The sharp sound rumbled through his brain, his body was in agony, his arms twitched, his legs flailed helplessly. He felt his fingers loosening their grip on the cable. He forced himself to stare downward. If he fell, there would be a thirty-five-story drop. Not even he would survive.
His fingers struggled to maintain balance as he fought to control his mind. He had to shake off the pain the sonics created. He had to close his mind to everything but his mission.
Quietly, he recited ancient prayers forgotten long before the days of the Druids. His mind reached outward and inward; he thought of his mission, his mother, his childhood, his face, his awful, disgusting face. How handsome he had once been, how proud he had been of his manly features. And now, what was it? A scarred, disfigured, pulpy mass, of twisted flesh and scabbed sores.
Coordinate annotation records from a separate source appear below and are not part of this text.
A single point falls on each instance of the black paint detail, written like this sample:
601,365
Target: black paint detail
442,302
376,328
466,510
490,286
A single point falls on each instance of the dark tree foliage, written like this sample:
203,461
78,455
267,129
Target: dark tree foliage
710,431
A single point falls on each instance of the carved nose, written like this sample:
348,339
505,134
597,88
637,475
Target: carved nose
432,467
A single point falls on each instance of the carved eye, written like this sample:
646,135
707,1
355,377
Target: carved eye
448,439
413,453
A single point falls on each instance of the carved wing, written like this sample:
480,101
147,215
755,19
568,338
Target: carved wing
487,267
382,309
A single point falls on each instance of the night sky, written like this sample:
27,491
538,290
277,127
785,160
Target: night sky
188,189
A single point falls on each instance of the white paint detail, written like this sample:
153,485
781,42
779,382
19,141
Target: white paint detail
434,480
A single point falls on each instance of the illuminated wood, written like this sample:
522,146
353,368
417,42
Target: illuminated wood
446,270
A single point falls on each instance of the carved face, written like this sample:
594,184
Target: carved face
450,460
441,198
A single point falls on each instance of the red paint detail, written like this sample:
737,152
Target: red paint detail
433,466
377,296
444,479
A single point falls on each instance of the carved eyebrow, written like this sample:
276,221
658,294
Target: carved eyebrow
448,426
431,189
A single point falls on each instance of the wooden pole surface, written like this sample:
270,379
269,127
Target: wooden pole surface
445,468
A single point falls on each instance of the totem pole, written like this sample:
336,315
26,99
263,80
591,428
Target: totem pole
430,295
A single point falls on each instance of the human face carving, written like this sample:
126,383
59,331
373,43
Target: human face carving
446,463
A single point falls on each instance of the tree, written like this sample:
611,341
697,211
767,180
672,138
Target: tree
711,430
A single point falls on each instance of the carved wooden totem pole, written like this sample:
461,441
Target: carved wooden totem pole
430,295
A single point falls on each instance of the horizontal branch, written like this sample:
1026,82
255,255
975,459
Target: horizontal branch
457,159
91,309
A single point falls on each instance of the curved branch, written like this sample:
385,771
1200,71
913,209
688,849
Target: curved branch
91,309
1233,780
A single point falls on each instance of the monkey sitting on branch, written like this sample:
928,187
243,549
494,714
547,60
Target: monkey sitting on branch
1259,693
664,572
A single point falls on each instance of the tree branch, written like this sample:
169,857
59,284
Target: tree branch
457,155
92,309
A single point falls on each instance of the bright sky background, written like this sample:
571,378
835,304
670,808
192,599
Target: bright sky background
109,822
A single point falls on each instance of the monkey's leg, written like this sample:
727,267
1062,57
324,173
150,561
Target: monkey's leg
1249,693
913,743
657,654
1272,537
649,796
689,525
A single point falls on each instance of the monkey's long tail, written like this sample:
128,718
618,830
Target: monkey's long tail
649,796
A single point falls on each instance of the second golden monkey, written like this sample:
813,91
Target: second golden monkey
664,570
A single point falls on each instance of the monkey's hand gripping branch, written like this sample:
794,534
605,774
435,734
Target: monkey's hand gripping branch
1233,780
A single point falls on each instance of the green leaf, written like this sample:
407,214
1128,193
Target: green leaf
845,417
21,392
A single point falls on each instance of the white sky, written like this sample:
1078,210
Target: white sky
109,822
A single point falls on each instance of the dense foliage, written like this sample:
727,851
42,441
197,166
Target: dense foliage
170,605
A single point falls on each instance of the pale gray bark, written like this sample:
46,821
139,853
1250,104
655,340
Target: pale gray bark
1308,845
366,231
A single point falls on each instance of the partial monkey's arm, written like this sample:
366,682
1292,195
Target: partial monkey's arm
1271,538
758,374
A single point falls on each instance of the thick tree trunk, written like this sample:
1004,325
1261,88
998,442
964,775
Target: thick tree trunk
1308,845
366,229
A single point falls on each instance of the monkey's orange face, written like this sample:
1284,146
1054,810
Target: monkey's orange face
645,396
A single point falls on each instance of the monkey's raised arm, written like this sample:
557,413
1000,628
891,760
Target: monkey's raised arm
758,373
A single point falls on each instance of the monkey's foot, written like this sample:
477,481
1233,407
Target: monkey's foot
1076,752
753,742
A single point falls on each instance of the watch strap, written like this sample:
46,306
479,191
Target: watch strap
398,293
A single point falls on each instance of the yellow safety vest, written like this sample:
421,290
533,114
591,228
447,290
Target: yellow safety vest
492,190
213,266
He remembered his mother’s diary, the curses, the visions, the oaths. He had never mastered sorcery the way his mother had. Science was his to command. He could create whatever he needed. But sorcery eluded him. He wanted that knowledge, knew it was his birthright. He had to possess complete knowledge of the Dark Arts; otherwise, his destiny could never be fulfilled.
He wanted power, the power to destroy all his enemies, the power to rule a world, the power to rule the universe itself. But to do so he needed control over the evil ones, the dark forces, the creatures of hell. He needed to blend his mysticism with his science. No one could defeat him then. No man would dare try.
He heard his breath hissing through his mask; he heard his metal feet clanging against the steel-lined corridor. Then he realized the sonic blast which attacked him had abated. It was over.